A 40-minute jog might be good for your heart and endurance, but it definitely won’t get you closer to sporting thighs like Tom Platz.
5. Ingest Protein and Carbs Before Training
You can’t talk about muscle growth without mentioning nutrition. And you can’t talk about nutrition without getting into some biochemistry. (Well, you can but it typically won’t teach you much more than you already know.) So here goes.
In order to maximize muscle growth you must leverage the balance between protein synthesis and protein breakdown in your favor. Your body is in a constant flux between build-up and breakdown, and the goal of training and nutrition is to tip the scale toward protein synthesis. That’s how you grow new muscle.
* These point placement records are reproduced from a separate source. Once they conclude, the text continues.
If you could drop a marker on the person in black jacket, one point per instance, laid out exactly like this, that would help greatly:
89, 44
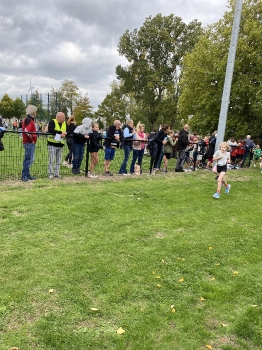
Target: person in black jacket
71, 126
160, 140
112, 140
182, 144
94, 147
80, 136
129, 132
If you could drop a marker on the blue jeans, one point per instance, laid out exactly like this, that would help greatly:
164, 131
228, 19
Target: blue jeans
28, 159
127, 150
78, 155
137, 155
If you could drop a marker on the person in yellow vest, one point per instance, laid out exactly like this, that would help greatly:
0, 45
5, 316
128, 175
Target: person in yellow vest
55, 142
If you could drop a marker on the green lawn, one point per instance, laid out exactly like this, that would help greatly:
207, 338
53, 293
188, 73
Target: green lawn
155, 255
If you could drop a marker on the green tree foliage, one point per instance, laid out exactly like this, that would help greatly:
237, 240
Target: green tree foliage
154, 53
204, 73
82, 108
7, 107
64, 99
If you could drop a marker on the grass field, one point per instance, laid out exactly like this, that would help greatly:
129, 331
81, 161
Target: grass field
155, 257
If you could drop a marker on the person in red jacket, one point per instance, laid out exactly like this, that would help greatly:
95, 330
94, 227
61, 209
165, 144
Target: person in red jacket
29, 141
Over the last few years, the AMPK-mTOR signaling system has become a hot topic amongst those with Ph.Ds behind their name. AMPK and mTOR can have opposing effects on muscle growth.
AMPK activity reduces protein synthesis and muscle growth (Wackerhage et al, Strength and Conditioning). Contrarily, the mTOR pathway appears to be a primary driver for protein synthesis. The relationship between the two is certainly a complicated subject with many unknowns. However, it appears that insulin and amino acids can turn on the mTOR pathway – and subsequently enhance protein synthesis.
I’m a proponent of performing cardio in a fasted state when fat loss is the primary goal. Once glycogen from the liver is used up, your body will start burning fat for fuel.
But during the intense strength training that’s necessary for muscle growth, it’s safe to postulate that carbs and amino acids should be available to fuel your efforts. And it appears that the insulin response from carbs paired with the amino acids (namely leucine) from the protein will trigger protein synthesis via the mTOR pathway.
So when I’m working with a client who seeks fast muscle growth, one piece of fruit combined with 20 grams of leucine-rich, whey protein is consumed 15-20 minutes before training. Thirty minutes after training another 20 grams of protein is paired with berries.
You should experiment with different types of fruit to see which one works best for you. Most of my clients favor a banana, apple or orange with this whey protein.
Add these five steps into your training plan and make 2014 the year that you gain quality muscle faster than ever.